The past few weeks, students at U of M have worked frantically trying to maneuver their possible classes for winter semester, in an effort to make the best schedule possible before they had to register. Whether that is no Friday classes or no class until noon, students have been paranoid, anxious, and frustrated by the registration process. Scheduling for classes can make or break one’s next semester. However, is the current registration system fair? Should credits determine when a student’s registration time occurs or should it be an all-out brawl at a certain time on a certain day? Or, why not have each class level register at the same time?

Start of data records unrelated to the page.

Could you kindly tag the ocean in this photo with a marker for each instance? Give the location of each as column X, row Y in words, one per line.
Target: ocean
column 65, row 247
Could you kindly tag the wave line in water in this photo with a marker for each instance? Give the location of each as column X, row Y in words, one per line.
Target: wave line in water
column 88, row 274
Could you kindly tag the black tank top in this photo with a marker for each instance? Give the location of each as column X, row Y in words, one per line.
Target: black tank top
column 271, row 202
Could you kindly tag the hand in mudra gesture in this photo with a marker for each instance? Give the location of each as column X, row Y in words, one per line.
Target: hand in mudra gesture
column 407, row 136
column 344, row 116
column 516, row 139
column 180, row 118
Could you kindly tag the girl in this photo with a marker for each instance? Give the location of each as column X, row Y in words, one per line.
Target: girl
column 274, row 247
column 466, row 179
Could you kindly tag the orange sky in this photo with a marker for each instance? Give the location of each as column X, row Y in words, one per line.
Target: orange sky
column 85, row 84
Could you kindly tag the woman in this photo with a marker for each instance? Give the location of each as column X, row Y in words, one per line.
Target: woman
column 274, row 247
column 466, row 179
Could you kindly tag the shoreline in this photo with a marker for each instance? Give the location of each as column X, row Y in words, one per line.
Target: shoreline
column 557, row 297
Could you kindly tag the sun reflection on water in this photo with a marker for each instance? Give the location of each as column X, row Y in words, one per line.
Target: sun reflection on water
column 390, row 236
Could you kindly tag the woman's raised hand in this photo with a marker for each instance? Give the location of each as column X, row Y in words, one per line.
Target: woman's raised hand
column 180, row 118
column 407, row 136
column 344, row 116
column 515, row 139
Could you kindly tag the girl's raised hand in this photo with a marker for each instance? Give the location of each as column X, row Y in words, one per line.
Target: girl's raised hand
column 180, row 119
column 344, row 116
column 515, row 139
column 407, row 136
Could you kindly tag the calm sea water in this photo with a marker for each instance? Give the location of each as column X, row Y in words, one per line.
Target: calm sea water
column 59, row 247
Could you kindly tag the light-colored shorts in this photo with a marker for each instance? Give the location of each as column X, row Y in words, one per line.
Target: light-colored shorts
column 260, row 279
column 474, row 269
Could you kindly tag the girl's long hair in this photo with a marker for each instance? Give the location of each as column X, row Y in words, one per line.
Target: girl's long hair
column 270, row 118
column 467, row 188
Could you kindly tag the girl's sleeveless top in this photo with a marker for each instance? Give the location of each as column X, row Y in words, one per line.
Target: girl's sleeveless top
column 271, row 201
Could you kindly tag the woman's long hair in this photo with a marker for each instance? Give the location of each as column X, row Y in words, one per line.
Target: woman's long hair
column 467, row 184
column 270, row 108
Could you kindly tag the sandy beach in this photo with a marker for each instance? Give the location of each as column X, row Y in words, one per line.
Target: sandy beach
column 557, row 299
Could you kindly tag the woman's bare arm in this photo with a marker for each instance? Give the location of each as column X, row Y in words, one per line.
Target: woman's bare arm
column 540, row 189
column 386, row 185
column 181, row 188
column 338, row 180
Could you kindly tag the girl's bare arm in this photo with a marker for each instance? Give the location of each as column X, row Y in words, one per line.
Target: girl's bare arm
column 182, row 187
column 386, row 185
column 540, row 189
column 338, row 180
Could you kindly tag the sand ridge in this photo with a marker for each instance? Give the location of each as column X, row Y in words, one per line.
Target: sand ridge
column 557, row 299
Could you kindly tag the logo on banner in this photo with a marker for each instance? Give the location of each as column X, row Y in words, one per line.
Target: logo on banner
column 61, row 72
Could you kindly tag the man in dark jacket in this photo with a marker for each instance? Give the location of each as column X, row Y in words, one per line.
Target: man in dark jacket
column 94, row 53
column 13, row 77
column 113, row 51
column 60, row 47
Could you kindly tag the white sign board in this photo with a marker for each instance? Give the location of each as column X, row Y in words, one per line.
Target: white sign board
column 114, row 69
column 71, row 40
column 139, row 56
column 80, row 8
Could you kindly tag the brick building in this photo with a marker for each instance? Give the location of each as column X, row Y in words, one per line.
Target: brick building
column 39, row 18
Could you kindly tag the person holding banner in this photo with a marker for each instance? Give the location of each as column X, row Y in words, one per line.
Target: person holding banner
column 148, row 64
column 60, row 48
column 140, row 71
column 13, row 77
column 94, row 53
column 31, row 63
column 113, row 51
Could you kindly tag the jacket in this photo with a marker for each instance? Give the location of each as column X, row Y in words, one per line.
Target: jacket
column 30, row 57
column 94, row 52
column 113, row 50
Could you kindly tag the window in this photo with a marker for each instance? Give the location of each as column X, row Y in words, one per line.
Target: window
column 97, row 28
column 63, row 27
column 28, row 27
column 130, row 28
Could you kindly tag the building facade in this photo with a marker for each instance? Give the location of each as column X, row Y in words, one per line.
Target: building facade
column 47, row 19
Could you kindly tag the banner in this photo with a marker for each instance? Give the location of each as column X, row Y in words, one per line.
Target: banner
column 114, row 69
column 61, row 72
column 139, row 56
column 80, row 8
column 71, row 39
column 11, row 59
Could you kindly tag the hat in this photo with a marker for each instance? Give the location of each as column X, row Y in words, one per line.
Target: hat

Freshmen, and even students that came into the university with fewer credits than some of the same graduation year, get snubbed by the system because many of the classes that they wanted to sign up for were already taken by the time their registration slots became available. Many students come into college hoping that they can take the classes that they want to and not classes that they are forced to take. As they head off to college, rising freshmen are told how great it is to be able to take courses that you want. However, when you really look at it, many freshmen cannot take many of the classes that they want because they are full. Sometimes, this even costs students a chance at fulfilling a requirement for their major or distribution. Some may say that they can choose a different professor or a different time, but many times these are not options because there may only be one or two sections of the class.
Would Martin Luther King, Jr. think that the “laws” that are currently in place about scheduling just? MLK, Jr. states that for a law to be just, it must apply to all and there must be consistency with the rule of law. In regards to registration, the process has been the same for many years (at least to my knowledge) which fits one of MLK Jr.’s criteria to a law being just. The other criteria is that it applies to everyone. Since the registration process has been constant for many years, all students have been affected by the system. As one earns more credits, one’s registration time moves earlier and earlier. Therefore, as a senior, a student is able to reap the benefit of an early registration time since he/she will have more credits. Thus, this criteria also fits MLK, Jr.’s beliefs on a just law. Therefore, I believe that MLK, Jr. would say that the registration process here at U of M is just.
However, does the early registration time even really help seniors? At that point, do seniors really need the extra benefits of registering early? They have already fulfilled many, if not all, of their distribution requirements and are so deep into their concentration that they can only choose from a small selection of classes anyway. Freshmen and sophomores, on the other hand, need to be able to take certain classes in order to meet their requirements and take prerequisites that will allow them to further pursue their major.
What do you think? Is the registration process just or unjust? What do you think MLK, Jr. would say about it? Should U of M change the registration process? If so, can you come up with any alternative ways in which students can register?